Un grupo de 50 obreros de la mina Martillo de Catamarca partió el viernes 6. Luego se sumaron otros 15 de la mina Santa Rita de Patito de Los Andes, de algunas empresas de la zona y de Olacapato, de Santa Rosa de Pasto Grande, familias de obreros que luego se fueron luego uniendo en distintos puntos hasta llegar a San Antonio de los Cobres, donde se unió el grupo mayor. En el camino, devotos de otros pueblos también se fueron agregando.

Los peregrinos en agradecimiento al recibimiento y como una manera de festejo de haber cumplido con otra estación, brindaron a los presentes su danza típica. De fondo se acoplaba el sonido de los redoblantes y los cánticos cristianos.

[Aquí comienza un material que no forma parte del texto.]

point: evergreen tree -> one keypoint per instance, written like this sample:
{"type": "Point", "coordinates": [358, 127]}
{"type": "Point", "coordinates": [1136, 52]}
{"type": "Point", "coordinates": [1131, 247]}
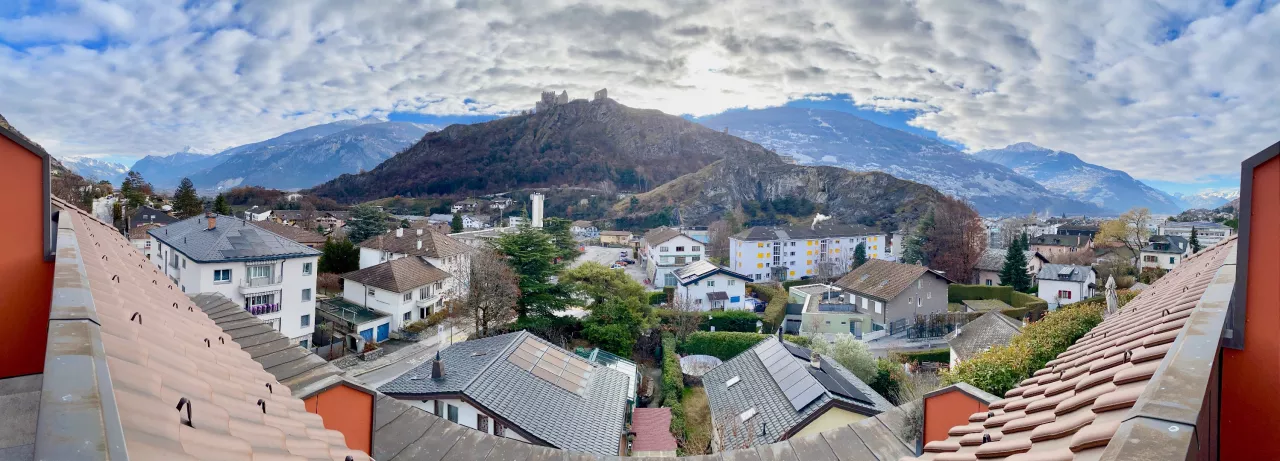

El ver sus rostros abatidos por el cansancio es un momento muy emocionante. Abrazados a sus cuadros o trayendo en andas a imágenes del Señor y la Virgen del Milagro fueron recibidos por cientos de lugareños y servidores de la iglesia.

Monseñor Dante Bernacky los acompañó durante la peregrinación y celebró una misa especial en la parroquia de Campo Quijano. Es el sexto año que el religioso se suma a un grupo de peregrinos.

Los cientos de servidores organizaron a la gente, el servicio sanitario colaboró curando los pies y haciéndoles masajes. También les ofrecieron comida a los peregrinos de San Antonio de los Cobres.

El contingente en general descansará un rato en las instalaciones de la planta de Bórax, mientras un grupo de mujeres viste a la Virgen del Valle y varias otras imágenes. Partirán a las 2 de la madrugada hacia la Catedral Basílica, de la ciudad de Salta.